9C. Regression for difference between the two classes
M3=lm(PriceRelative~PercentPremiumSeats+PitchDifference+WidthDifference+FlightDuration,data=airlines)
summary(M3)
##
## Call:
## lm(formula = PriceRelative ~ PercentPremiumSeats + PitchDifference +
## WidthDifference + FlightDuration, data = airlines)
##
## Residuals:
## Min 1Q Median 3Q Max
## -0.79439 -0.29424 -0.03427 0.16197 1.13688
##
## Coefficients:
## Estimate Std. Error t value Pr(>|t|)
## (Intercept) -0.179033 0.101492 -1.764 0.07840 .
## PercentPremiumSeats -0.005999 0.003898 -1.539 0.12454
## PitchDifference 0.059311 0.015921 3.725 0.00022 ***
## WidthDifference 0.118140 0.024555 4.811 2.05e-06 ***
## FlightDuration 0.021707 0.005085 4.269 2.39e-05 ***
## ---
## Signif. codes: 0 '***' 0.001 '**' 0.01 '*' 0.05 '.' 0.1 ' ' 1
##
## Residual standard error: 0.381 on 453 degrees of freedom
## Multiple R-squared: 0.2913, Adjusted R-squared: 0.285
## F-statistic: 46.54 on 4 and 453 DF, p-value: < 2.2e-16
(i) Beta coefficients and their visualizations
M3$coefficients
## (Intercept) PercentPremiumSeats PitchDifference
## -0.179033482 -0.005999062 0.059310975
## WidthDifference FlightDuration
## 0.118140211 0.021707245
library(coefplot)
coefplot(M3, predictors=c("PercentPremiumSeats","PitchDifference","WidthDifference","FlightDuration"))
(ii) Confidence Intervals
confint(M3)
## 2.5 % 97.5 %
## (Intercept) -0.37848675 0.020419787
## PercentPremiumSeats -0.01366032 0.001662193
## PitchDifference 0.02802222 0.090599731
## WidthDifference 0.06988357 0.166396852
## FlightDuration 0.01171405 0.031700439
We accept the last regression (M3) since the value of R-squared is the least.

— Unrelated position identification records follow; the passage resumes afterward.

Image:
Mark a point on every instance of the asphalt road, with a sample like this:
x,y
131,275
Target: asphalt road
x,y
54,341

Moreover, it gives a clearer picture of how, in comparison to an Economy Class seat, is a Premium Economy Class seat’s price strongly dependent on the Pitch Difference, Width Difference and Duration of flight.

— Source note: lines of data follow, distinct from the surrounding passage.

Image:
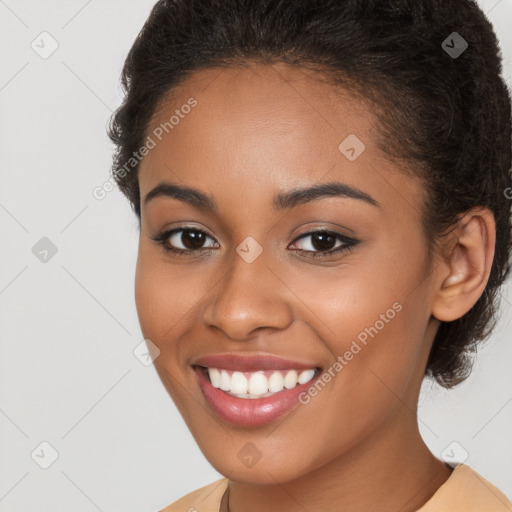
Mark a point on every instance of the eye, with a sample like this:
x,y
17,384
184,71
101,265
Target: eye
x,y
190,239
192,242
321,244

Though the Percent of Premium Seats in the flight appears to be a statistically insignificant variable, yet in the other two regressions we saw that the number of seats did matter for each class (Not as much as Pitch Difference, Width Difference, Flight Duration)
Therefore, Pitch Difference, Width Difference, Flight Duration are the key factors affecting the difference in pricing of the seats in the two different classes.